For Better or Worse: Justin Morneau
by, 01-18-2013 at 01:16 AM (710 Views)
Justin Morneau presents a paradox for the 2013 Twins. If the club is truly in full rebuild mode and is more interested in saving money than taking financial risks in a meaningful effort to compete -- as appears to be the case -- then why hang on to an expensive veteran with one year left on his contract? Surely some team out there would be willing to take on Morneau, although there probably wouldn't be much of a return in the swap.
The answer, I believe, is that the Twins still view Morneau as a star-caliber core player -- albeit one who's been heavily burdened by injuries over the past couple years. Trading him for a minimal return at this point would be Terry Ryan's most appalling salary shed yet. If the first baseman jumps out to a hot start this year, his value could rise significantly, and the Twins appear to be counting on just that.
Morneau's campaign was very much a mixed bag. While it was a major step forward from the disastrous season that preceded it, his .773 OPS was slightly below the league average for first basemen and he failed to reach 140 games played for a fourth straight year. Given the circumstances, his effort has to be viewed as a considerable success, but when you take all that way he was simply a mediocre first baseman who missed nearly 20 percent of the season and cost $14 million.
Of course, we know Morneau is better than that. And he showed flashes of it at times. But can he pull it all together?
Why He'll Be Better
Morneau's 2011 campaign was completely washed away by complications resulting from a 2010 concussion. That injury became less of an issue last year, but unfortunately several other ailments -- along with plain old rust -- seemed to take a toll on him for much of the season. Nevertheless, for extended stretches we saw glimpses of the dominant hitter who had anchored the middle of the lineup for many years.
Reports indicate that Morneau is now as healthy as he's been since suffering that fateful concussion. For the first time in several years, he's been able to go about his normal offseason routine, and he has already committed to playing for Team Canada in March's World Baseball Classic. Considering that he's entering a contract year, his willingness to take that extra step says a lot about how confident he's feeling in the state of his body.

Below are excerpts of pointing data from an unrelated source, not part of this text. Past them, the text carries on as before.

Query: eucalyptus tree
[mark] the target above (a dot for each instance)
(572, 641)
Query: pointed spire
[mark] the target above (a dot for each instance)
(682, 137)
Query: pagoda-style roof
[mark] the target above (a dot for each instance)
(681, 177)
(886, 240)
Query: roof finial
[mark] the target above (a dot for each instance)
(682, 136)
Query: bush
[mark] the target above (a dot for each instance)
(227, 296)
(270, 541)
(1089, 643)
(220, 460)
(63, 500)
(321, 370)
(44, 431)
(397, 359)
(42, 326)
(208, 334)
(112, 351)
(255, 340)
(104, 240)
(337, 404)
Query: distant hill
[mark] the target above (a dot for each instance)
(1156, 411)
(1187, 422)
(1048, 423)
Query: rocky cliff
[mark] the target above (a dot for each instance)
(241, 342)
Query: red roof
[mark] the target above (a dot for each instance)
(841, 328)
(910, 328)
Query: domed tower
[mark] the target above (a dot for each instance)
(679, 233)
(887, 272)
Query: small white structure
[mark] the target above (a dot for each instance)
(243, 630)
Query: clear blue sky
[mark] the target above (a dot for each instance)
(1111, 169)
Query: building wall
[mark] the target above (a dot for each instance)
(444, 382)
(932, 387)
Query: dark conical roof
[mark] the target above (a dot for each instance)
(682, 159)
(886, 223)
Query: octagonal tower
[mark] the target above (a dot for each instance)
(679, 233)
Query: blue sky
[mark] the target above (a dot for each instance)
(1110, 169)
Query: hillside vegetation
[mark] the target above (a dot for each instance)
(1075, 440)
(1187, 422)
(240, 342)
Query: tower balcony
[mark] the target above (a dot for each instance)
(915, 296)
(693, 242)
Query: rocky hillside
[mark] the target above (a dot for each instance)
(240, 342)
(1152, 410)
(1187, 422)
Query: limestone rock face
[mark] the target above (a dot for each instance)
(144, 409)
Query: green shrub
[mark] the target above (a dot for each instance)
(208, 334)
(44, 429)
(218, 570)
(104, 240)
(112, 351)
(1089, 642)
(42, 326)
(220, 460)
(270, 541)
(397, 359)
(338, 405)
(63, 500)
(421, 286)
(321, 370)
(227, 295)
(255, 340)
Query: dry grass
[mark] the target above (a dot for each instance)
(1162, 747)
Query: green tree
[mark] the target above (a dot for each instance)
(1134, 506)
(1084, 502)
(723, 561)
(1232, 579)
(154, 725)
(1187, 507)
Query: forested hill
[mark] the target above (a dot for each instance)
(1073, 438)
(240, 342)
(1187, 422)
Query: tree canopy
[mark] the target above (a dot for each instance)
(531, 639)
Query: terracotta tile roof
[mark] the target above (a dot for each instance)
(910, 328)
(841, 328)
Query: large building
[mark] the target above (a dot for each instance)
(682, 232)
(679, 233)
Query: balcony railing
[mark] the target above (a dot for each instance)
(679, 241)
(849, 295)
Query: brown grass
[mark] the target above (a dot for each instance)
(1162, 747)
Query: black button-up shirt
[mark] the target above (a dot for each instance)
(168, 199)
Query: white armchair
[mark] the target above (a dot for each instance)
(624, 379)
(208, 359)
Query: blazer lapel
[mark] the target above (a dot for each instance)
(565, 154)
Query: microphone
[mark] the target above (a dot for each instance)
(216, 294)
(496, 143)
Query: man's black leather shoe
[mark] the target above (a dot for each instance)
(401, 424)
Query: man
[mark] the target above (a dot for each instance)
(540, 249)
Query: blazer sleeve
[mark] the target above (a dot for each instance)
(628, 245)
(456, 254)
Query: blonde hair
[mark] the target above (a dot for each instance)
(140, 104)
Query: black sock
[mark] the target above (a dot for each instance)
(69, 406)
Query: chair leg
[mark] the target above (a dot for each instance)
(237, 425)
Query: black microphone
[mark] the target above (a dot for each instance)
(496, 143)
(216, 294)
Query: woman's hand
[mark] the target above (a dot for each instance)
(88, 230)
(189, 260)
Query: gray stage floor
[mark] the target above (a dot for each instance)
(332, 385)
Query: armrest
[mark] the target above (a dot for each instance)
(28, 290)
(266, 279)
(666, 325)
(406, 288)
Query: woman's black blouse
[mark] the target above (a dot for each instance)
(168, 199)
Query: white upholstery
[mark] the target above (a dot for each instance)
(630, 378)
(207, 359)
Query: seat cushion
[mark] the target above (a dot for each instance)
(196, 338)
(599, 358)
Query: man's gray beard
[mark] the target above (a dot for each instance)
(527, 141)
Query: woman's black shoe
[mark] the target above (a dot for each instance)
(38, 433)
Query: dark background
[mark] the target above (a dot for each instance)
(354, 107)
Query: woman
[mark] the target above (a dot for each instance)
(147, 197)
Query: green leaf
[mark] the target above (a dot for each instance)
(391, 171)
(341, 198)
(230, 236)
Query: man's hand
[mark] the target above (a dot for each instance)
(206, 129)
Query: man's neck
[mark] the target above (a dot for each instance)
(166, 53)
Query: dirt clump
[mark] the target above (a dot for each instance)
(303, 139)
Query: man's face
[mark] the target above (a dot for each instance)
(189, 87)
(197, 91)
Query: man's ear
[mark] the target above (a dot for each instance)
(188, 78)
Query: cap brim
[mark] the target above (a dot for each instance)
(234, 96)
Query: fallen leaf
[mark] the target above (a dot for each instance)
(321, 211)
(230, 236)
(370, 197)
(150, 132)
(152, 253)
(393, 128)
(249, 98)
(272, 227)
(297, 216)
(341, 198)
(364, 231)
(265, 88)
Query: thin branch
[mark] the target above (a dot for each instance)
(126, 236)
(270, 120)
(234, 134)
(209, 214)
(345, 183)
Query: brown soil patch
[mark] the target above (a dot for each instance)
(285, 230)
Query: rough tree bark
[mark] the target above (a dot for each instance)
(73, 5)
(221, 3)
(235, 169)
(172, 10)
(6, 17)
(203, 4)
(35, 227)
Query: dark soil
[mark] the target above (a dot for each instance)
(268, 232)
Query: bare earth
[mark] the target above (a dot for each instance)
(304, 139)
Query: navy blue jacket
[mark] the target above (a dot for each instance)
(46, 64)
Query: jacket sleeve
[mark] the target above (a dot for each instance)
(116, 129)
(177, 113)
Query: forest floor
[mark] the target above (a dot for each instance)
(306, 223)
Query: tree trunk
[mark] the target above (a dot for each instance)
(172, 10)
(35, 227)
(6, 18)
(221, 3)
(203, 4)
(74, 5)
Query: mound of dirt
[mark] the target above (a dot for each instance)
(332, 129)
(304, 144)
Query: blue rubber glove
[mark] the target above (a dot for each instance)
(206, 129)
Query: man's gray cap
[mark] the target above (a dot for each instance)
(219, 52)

He's past 30, but Morneau is still in the latter stage of his physical prime and if he can truly put the nagging head and wrist problems behind him, it's not difficult to envision a return to form that sees him batting .300 with elite home run and RBI totals.
Why He'll Be Worse
We've heard these refrains about Morneau's health before, pretty much ever since his initial concussion. Doctors, coaches and Morneau himself have always chosen to take an optimistic approach, only to inevitably hit bumps in the road. By spring training of last year, it was clear that these realities were bearing down on the first baseman, who openly spoke about the possibility of retiring if his troubling trends continued.
Things always look bright and peachy at this time of year, but one bad swing that wakes up his wrist or one jarring blow to the head could send Morneau back down the same spiral. It was pretty obvious last year that his talent is still there, so it will all come down to how well his body can hold up.
I don't think anyone doubts the slugger's ability to dominate offensively as long as he can stay out of the trainer's room. But not since 2008 has Morneau made it through a full season without some sort of significant malady. Is this the year he finally puts it all behind him?